I promised Marie I would deliver the prints of the Andreas Grob exhibition the next day. She laughed and said I was becoming conscientious at last, meeting deadlines before they were due. I explained about the trip to London.
‘Pity,’ she said. ‘Kid Creole is in town next week. I was going to ask you to cover.’
I sighed. ‘I don’t know when I’m coming back. If I’m here, I’ll do it. You’ll probably have to pick someone else.’
B dropped by when I was working. He didn’t mind that I was locked away. Each time I emerged from the darkroom, he was reading the newspaper or listening to the radio or standing at the window peering out at the activity on the street below. It was overcast and humid. I wondered if a storm was imminent. I couldn’t remember the last time it had rained.
‘It says here two men were arrested in Mannheim …In connection with Henkelmann’s death,’ B read from the paper.

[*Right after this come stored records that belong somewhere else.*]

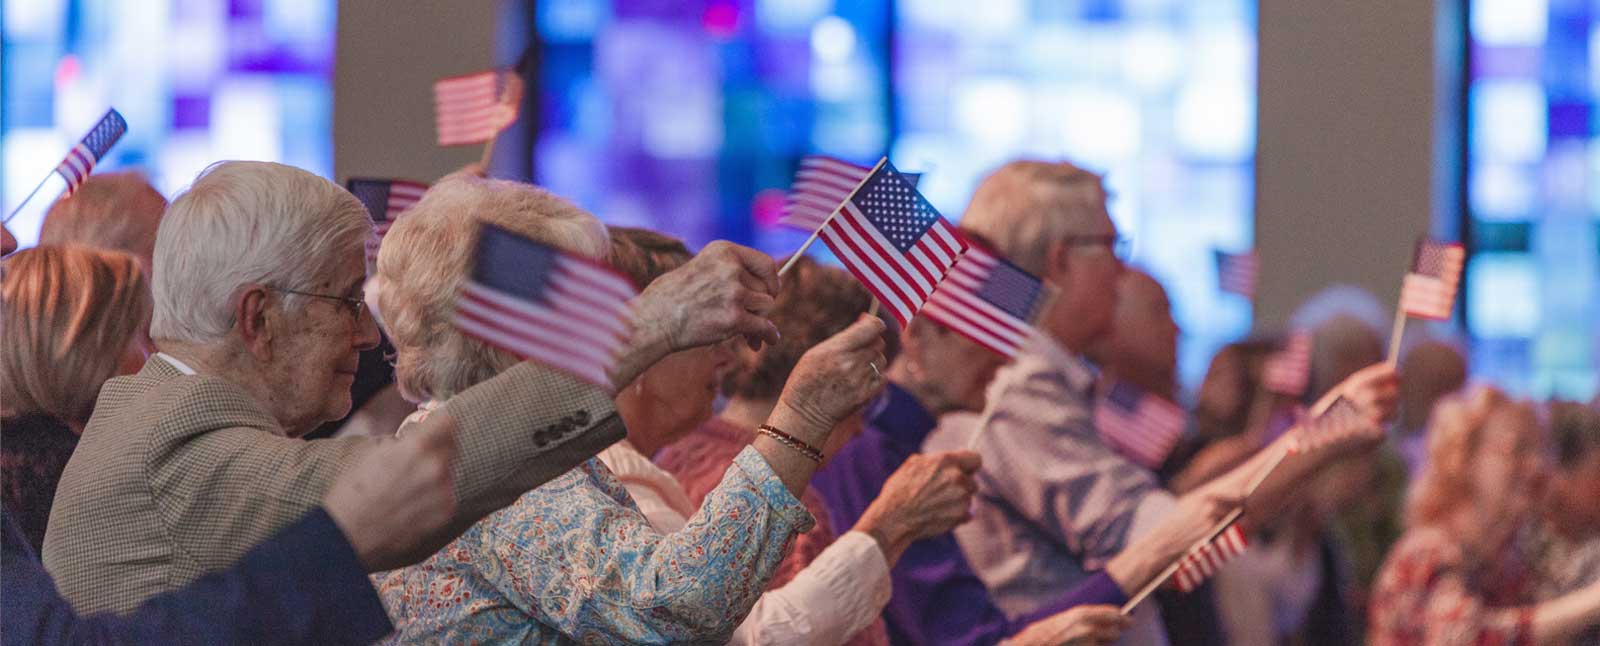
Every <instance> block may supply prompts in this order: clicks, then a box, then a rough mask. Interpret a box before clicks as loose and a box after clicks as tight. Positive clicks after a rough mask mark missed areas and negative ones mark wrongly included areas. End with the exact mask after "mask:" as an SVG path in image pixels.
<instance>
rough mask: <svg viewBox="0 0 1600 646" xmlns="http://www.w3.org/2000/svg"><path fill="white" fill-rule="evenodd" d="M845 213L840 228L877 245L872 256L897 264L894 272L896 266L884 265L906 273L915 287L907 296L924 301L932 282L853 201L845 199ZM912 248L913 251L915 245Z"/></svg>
mask: <svg viewBox="0 0 1600 646" xmlns="http://www.w3.org/2000/svg"><path fill="white" fill-rule="evenodd" d="M845 213H848V214H850V217H846V219H845V224H846V227H842V229H846V230H850V232H851V233H854V237H856V238H859V240H861V241H866V243H869V245H877V248H878V251H880V253H877V254H872V256H874V257H880V259H886V261H888V262H894V265H898V269H899V270H898V272H894V269H896V267H885V269H886V270H890V272H894V273H899V275H906V277H907V278H910V280H912V281H915V289H914V291H912V293H909V294H907V296H912V297H915V299H917V301H915V302H917V304H920V302H922V301H926V299H928V296H930V294H933V283H930V281H928V277H925V275H923V272H922V270H920V269H917V267H915V265H912V261H910V259H909V257H906V256H904V254H901V253H899V249H896V248H894V245H890V241H888V238H885V237H883V233H880V232H878V227H874V225H872V222H870V221H867V214H864V213H861V209H858V208H856V205H854V203H850V201H846V203H845ZM912 249H914V253H915V246H914V248H912Z"/></svg>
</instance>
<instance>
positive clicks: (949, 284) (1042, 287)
mask: <svg viewBox="0 0 1600 646" xmlns="http://www.w3.org/2000/svg"><path fill="white" fill-rule="evenodd" d="M1043 302H1045V283H1043V281H1040V280H1038V278H1035V277H1034V275H1032V273H1027V272H1024V270H1022V269H1021V267H1018V265H1014V264H1011V262H1008V261H1006V259H1003V257H1000V256H997V254H995V253H992V251H989V249H986V248H982V246H981V245H976V243H973V241H971V240H968V241H966V253H965V254H962V261H960V262H957V264H955V267H952V269H950V273H949V275H946V278H944V281H942V283H939V288H938V289H934V291H933V296H931V297H928V304H926V305H923V310H922V312H923V313H925V315H926V317H928V320H933V321H938V323H939V325H942V326H946V328H949V329H952V331H955V333H957V334H962V336H965V337H968V339H971V341H973V342H976V344H978V345H982V347H987V349H990V350H994V352H997V353H1000V355H1005V357H1008V358H1010V357H1016V353H1018V350H1019V349H1021V347H1022V342H1024V341H1027V337H1029V336H1032V334H1034V318H1035V317H1037V315H1038V310H1040V307H1042V305H1043Z"/></svg>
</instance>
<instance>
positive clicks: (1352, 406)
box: [1288, 397, 1371, 453]
mask: <svg viewBox="0 0 1600 646" xmlns="http://www.w3.org/2000/svg"><path fill="white" fill-rule="evenodd" d="M1366 430H1371V429H1370V424H1368V421H1366V419H1365V417H1363V416H1362V411H1360V409H1357V408H1355V405H1354V403H1350V400H1346V398H1344V397H1339V398H1336V400H1333V405H1330V406H1328V409H1326V411H1322V414H1320V416H1317V417H1315V419H1312V421H1310V422H1306V424H1304V425H1302V427H1301V429H1299V430H1296V432H1294V435H1293V437H1291V440H1293V441H1290V446H1288V449H1290V453H1306V451H1312V449H1317V448H1322V446H1328V445H1333V443H1338V441H1344V440H1349V438H1352V437H1355V435H1360V433H1363V432H1366Z"/></svg>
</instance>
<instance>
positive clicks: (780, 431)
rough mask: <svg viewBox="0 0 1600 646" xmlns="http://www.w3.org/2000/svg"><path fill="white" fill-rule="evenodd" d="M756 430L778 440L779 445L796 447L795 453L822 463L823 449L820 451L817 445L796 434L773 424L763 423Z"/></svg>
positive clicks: (756, 430)
mask: <svg viewBox="0 0 1600 646" xmlns="http://www.w3.org/2000/svg"><path fill="white" fill-rule="evenodd" d="M755 432H757V433H762V435H766V437H770V438H773V440H778V443H779V445H784V446H787V448H792V449H795V453H798V454H802V456H805V457H806V459H808V461H811V462H816V464H822V451H818V449H816V446H811V445H806V443H805V441H800V440H798V438H795V437H794V435H789V433H784V432H782V430H778V429H774V427H773V425H771V424H762V425H760V427H757V429H755Z"/></svg>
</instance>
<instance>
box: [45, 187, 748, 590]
mask: <svg viewBox="0 0 1600 646" xmlns="http://www.w3.org/2000/svg"><path fill="white" fill-rule="evenodd" d="M371 229H373V225H371V221H370V219H368V216H366V211H365V209H363V208H362V205H360V201H357V200H355V197H352V195H350V193H347V192H346V190H344V189H341V187H338V185H334V184H333V182H328V181H326V179H322V177H317V176H314V174H310V173H306V171H301V169H296V168H291V166H283V165H275V163H261V161H224V163H219V165H214V166H211V168H210V169H206V171H205V173H202V174H200V177H198V179H195V184H194V185H192V187H190V189H189V190H187V192H186V193H184V195H181V197H179V198H178V200H176V201H173V205H171V208H170V209H168V213H166V217H165V219H163V222H162V225H160V232H158V235H157V243H155V265H154V277H152V281H154V294H155V312H154V318H152V325H150V333H152V337H154V339H155V345H157V347H158V349H160V350H162V352H158V353H157V355H154V357H152V358H150V360H149V361H147V363H146V366H144V369H142V371H141V373H139V374H134V376H128V377H118V379H112V381H110V382H107V384H106V387H104V389H102V392H101V397H99V403H98V406H96V411H94V414H93V417H91V419H90V422H88V425H86V429H85V430H83V437H82V441H80V443H78V448H77V453H75V454H74V456H72V461H70V462H69V464H67V469H66V472H64V473H62V478H61V485H59V488H58V491H56V504H54V507H53V512H51V518H50V529H48V531H46V537H45V553H43V556H45V566H46V569H50V572H51V574H53V576H54V579H56V582H58V584H59V587H61V592H62V595H64V596H66V598H67V600H69V601H72V604H74V608H75V609H78V611H80V612H99V611H114V612H125V611H130V609H133V608H134V606H138V603H139V601H142V600H146V598H149V596H152V595H155V593H160V592H165V590H171V588H176V587H181V585H184V584H187V582H190V580H194V579H197V577H198V576H202V574H205V572H208V571H216V569H221V568H226V566H229V564H230V563H234V561H235V560H237V558H240V556H242V555H243V553H245V552H246V550H248V548H250V547H251V545H254V544H258V542H261V540H262V539H266V537H267V536H270V534H272V532H275V531H277V529H282V528H283V526H286V524H290V523H293V521H294V520H296V518H299V516H302V515H304V513H306V512H307V510H310V508H312V507H315V505H317V504H318V502H320V500H322V497H323V494H325V492H326V489H328V486H330V483H333V481H334V480H336V477H338V475H339V473H341V472H342V470H346V469H347V465H350V464H352V462H355V461H357V459H358V457H360V456H363V454H368V453H371V451H373V449H374V448H376V446H378V445H379V443H381V441H392V440H373V438H344V440H314V441H306V440H298V438H299V437H301V435H304V433H306V432H309V430H312V429H314V427H315V425H317V424H320V422H323V421H328V419H338V417H339V416H342V414H344V413H346V411H347V409H349V406H350V379H352V373H354V371H355V365H357V353H358V352H360V350H362V349H366V347H371V345H373V344H374V342H376V341H378V328H376V326H374V323H373V318H371V315H370V313H368V310H366V307H365V304H363V294H362V285H363V281H365V278H366V275H365V254H363V246H365V241H366V240H368V237H370V235H373V233H371ZM669 278H670V280H667V281H666V283H664V285H662V288H661V289H646V291H645V293H643V294H640V296H638V297H637V299H635V302H634V309H635V315H637V325H635V333H634V337H632V339H630V347H629V349H627V350H626V353H624V357H622V361H619V368H618V369H616V374H614V376H613V377H614V379H616V384H627V382H629V381H632V379H634V377H635V376H637V374H638V373H640V371H642V369H643V368H645V366H648V365H651V363H654V361H656V360H658V358H661V357H666V355H667V353H670V352H674V350H680V349H688V347H696V345H702V344H712V342H720V341H723V339H728V337H731V336H741V334H742V336H746V337H747V339H750V342H752V344H758V342H760V341H773V339H774V337H776V331H774V328H771V325H770V323H768V321H766V320H765V318H762V313H763V312H765V310H766V309H768V307H770V305H771V294H773V293H774V291H776V281H778V280H776V272H774V267H773V262H771V259H768V257H766V256H763V254H760V253H755V251H750V249H744V248H736V246H731V245H720V246H714V248H707V251H706V253H702V254H701V256H699V257H696V259H694V261H693V262H690V264H688V265H685V267H683V269H680V270H678V272H674V273H672V275H670V277H669ZM610 390H611V389H603V387H595V385H590V384H587V382H582V381H578V379H574V377H570V376H566V374H563V373H557V371H554V369H549V368H544V366H539V365H534V363H526V361H523V363H517V365H514V366H507V369H504V371H502V373H499V374H498V376H494V377H491V379H486V381H483V382H480V384H477V385H474V387H470V389H466V390H464V392H461V393H458V395H456V397H454V398H451V401H450V403H448V405H446V406H442V408H440V411H437V414H434V416H430V417H429V421H426V422H422V429H424V430H427V429H432V427H442V425H443V427H450V425H453V427H454V432H456V443H458V445H459V457H458V459H456V461H454V465H453V477H454V478H453V481H454V496H456V500H458V515H456V521H454V523H453V524H451V526H450V528H446V529H445V531H442V532H438V536H432V537H429V540H424V544H422V545H416V544H410V545H392V544H384V542H382V540H378V542H376V545H378V547H376V548H373V550H368V552H366V553H360V555H358V556H360V560H362V563H363V566H366V568H368V571H382V569H390V568H397V566H403V564H406V563H414V561H418V560H421V558H424V556H427V555H429V553H432V552H434V550H435V548H438V547H440V545H443V544H446V542H448V540H451V539H453V537H454V536H458V534H459V532H461V531H462V529H466V528H467V526H470V524H472V523H474V521H477V520H478V518H482V516H483V515H486V513H490V512H493V510H496V508H499V507H504V505H506V504H509V502H512V500H515V499H517V497H518V496H520V494H523V492H525V491H528V489H531V488H534V486H538V485H541V483H544V481H547V480H550V478H554V477H557V475H560V473H563V472H566V470H568V469H571V467H574V465H578V464H579V462H582V461H586V459H589V457H590V456H594V454H595V453H597V451H600V449H602V448H605V446H608V445H611V443H614V441H616V440H621V438H622V437H624V429H622V422H621V421H619V417H618V416H616V411H614V406H613V403H611V392H610ZM341 529H342V531H346V532H347V534H349V532H357V534H358V532H362V531H363V528H360V526H352V528H341ZM379 539H381V537H379ZM352 542H354V544H360V542H358V540H352Z"/></svg>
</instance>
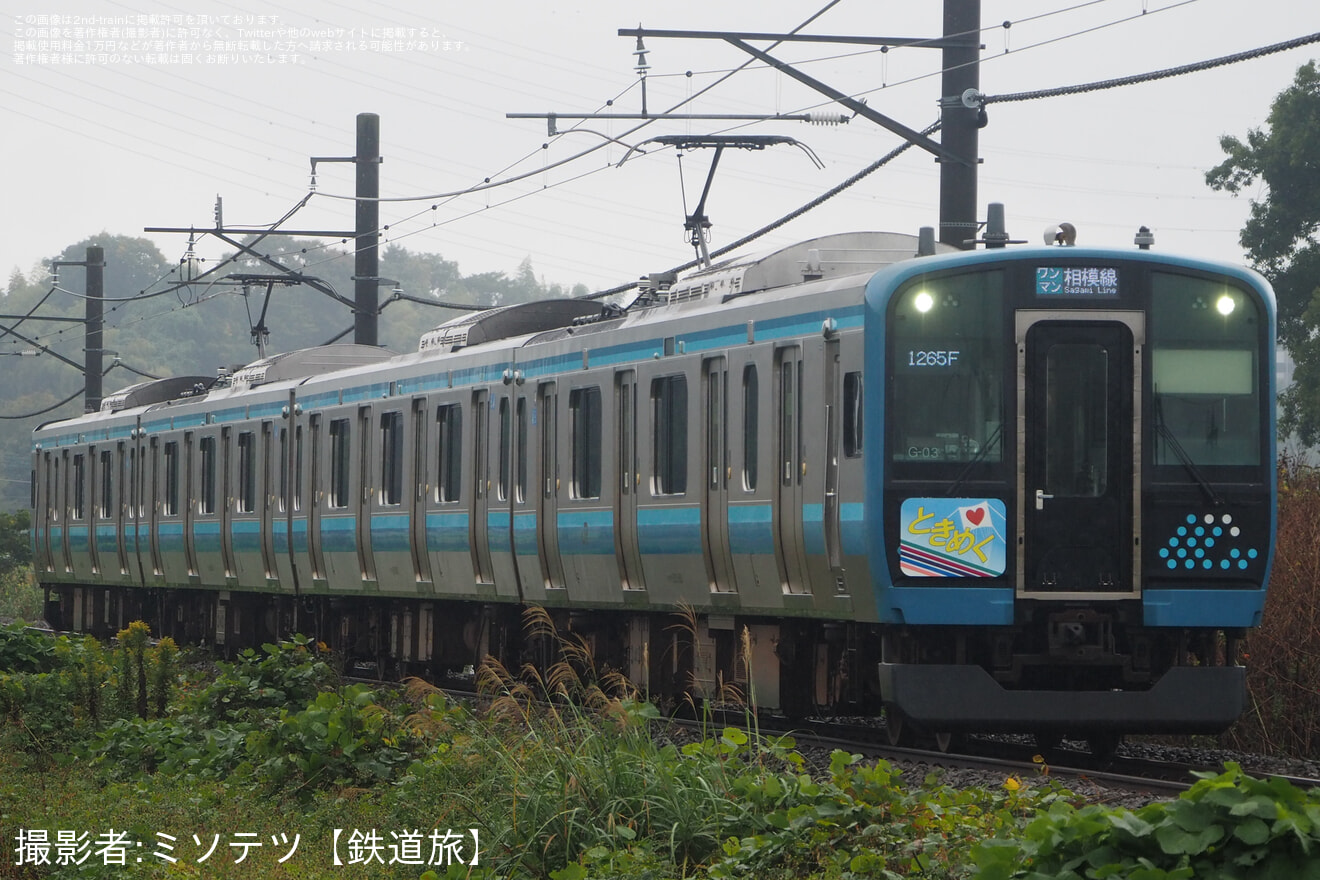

‘Mannheim? Why Mannheim? What’s the connection?’
‘It doesn’t say …Taken into custody yesterday … They’re
being questioned … Mid-twenties … The other is past forty. That’s all it says.’
I pulled two beers from the fridge and we drank as I worked. At one point I sat back to front on a dining chair and watched him as he spoke absentmindedly.
‘Listen to this …Two children …Drowned … A lake outside Munich.’ He scanned the article, but didn’t look up to see if I was listening. ‘Boys …Twins. Imagine, man.’
‘How’s Angelika?’ I asked.
‘Fine, fine,’ he said breezily. ‘Something’s not right here. How can two children be drowned in one go? One perhaps, but two. It doesn’t make sense.’
I sighed and got up to examine the prints. There was a photograph of the artists, Alessandro and Ettore, against the backdrop of the Old Mother Hubbard shoe. Ettore was smiling, but his eyes were half closed. I hoped the other prints would be an improvement. Claudia was sitting with the boy at the grand piano in her summer dress, their backs to the camera. The soles of the child’s feet dangled far above the floor. I put it to one side. I knew Marie would like it.
I took a handful of prints to show B, but he didn’t comment until he came to a photograph of Claudia and Jochen in conversation.
‘When was this?’ he asked. ‘I thought you didn’t like her?’
‘She’s okay,’ I said. ‘It’s nothing.’
He nodded, but he was trying to puzzle something out.
‘So, what’s happening with Lucille?’
I took the prints back and flicked through them and paused at the image of the blind boy I had carried. ‘I don’t know. She’s not speaking to me. I’m going to see her this weekend, if I can.’
‘Ah, that’s good. If you try, these things will sort themselves out.’ He didn’t seem as concerned as I thought he might be. ‘Angelika wants me to live with her …Twenty-four hours a day.’ He drew a circle in the air, then repeated it slowly.
I smiled and took a swig of beer. ‘I thought she was living with you anyway?’